Decoupling Capacitors

Boulder, CO (September 2024) - This experiment explored the impact of current draw on a Power Distribution Network (PDN) including switching noise and rail collapse. Results indicate that placing the decoupling capacitor close to the source relative to the component reduces switching noise. Additionally, using a larger capacitor does not improve the switching noise beyond a certain point. However, the larger capacitor does reduce the rail collapse when the component is switched on.

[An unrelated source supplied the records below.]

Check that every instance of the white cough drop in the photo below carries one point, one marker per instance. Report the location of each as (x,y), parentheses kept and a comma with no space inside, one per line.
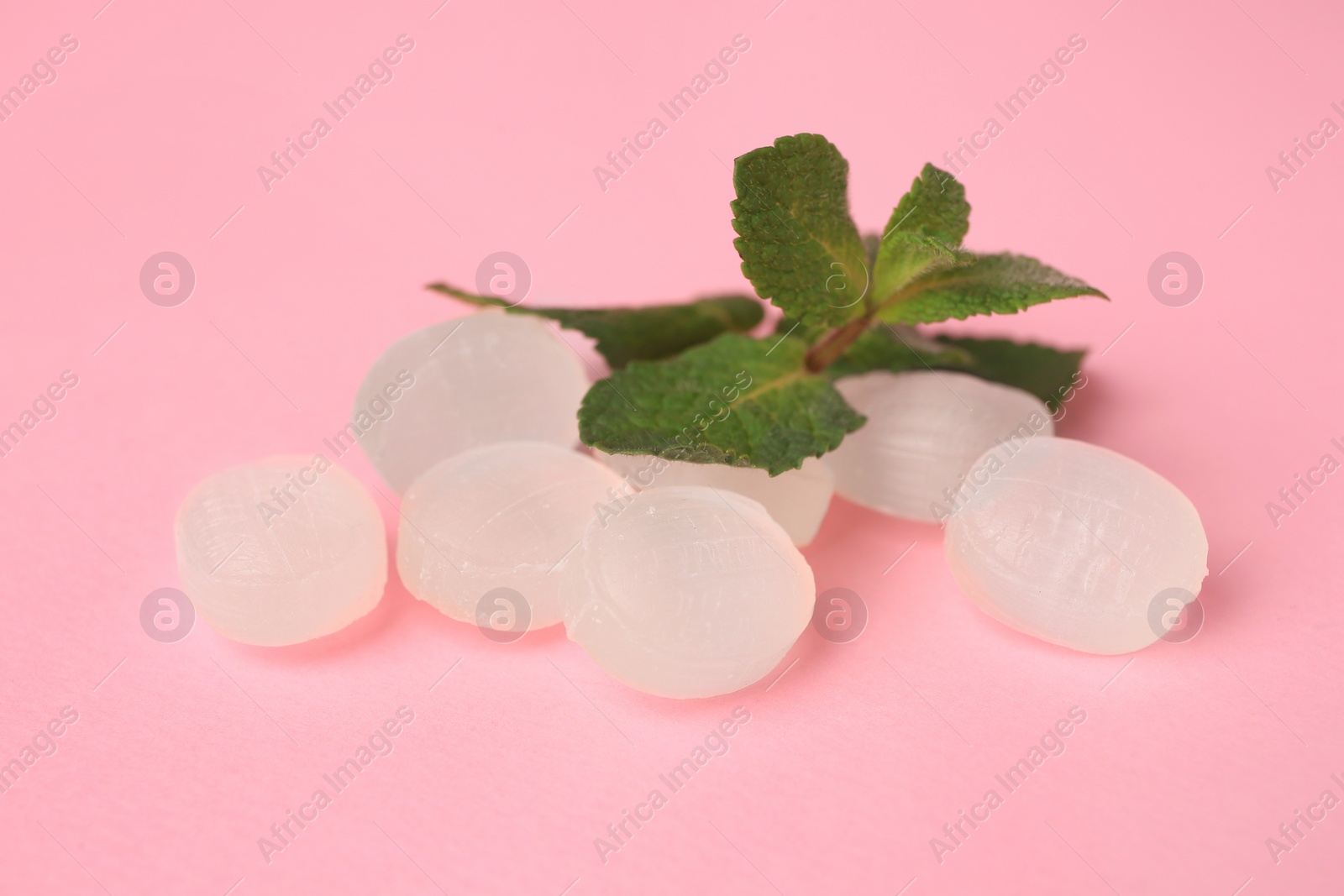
(499,516)
(465,382)
(281,551)
(1073,543)
(687,593)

The setup (Figure 1) included creating a 9-volt power rail with a DC power supply to power the Arduino and the MOSFET source. Figure 2 shows the voltage drop across the 10Ω resistor used to determine the loop current of 275mA. The MOSFET gate was set up to be able to manually switch between the slow edge from the operational amplifier which has a rise time of approximately 3 microseconds (Figure 3) and the fast edge from the Arduino pin which has a rise time of approximately 50 nanoseconds (Figure 4). Comparing the respective PDN switching noise without a decoupling capacitor shows that the fast edge generates significantly more switching noise than the slow edge. 

Based on Equation 1, which provides the instantaneous voltage drop across an inductor, this behavior is expected; an increase in the rise time will result in a lower voltage drop. This indicates that decoupling capacitors are more important for signals with faster edges. With the 4V drop from Figure 5, the 50ns rise time from Figure 3, and the measure 275mA calculated from the results of Figure 2, the loop inductance is 727nH.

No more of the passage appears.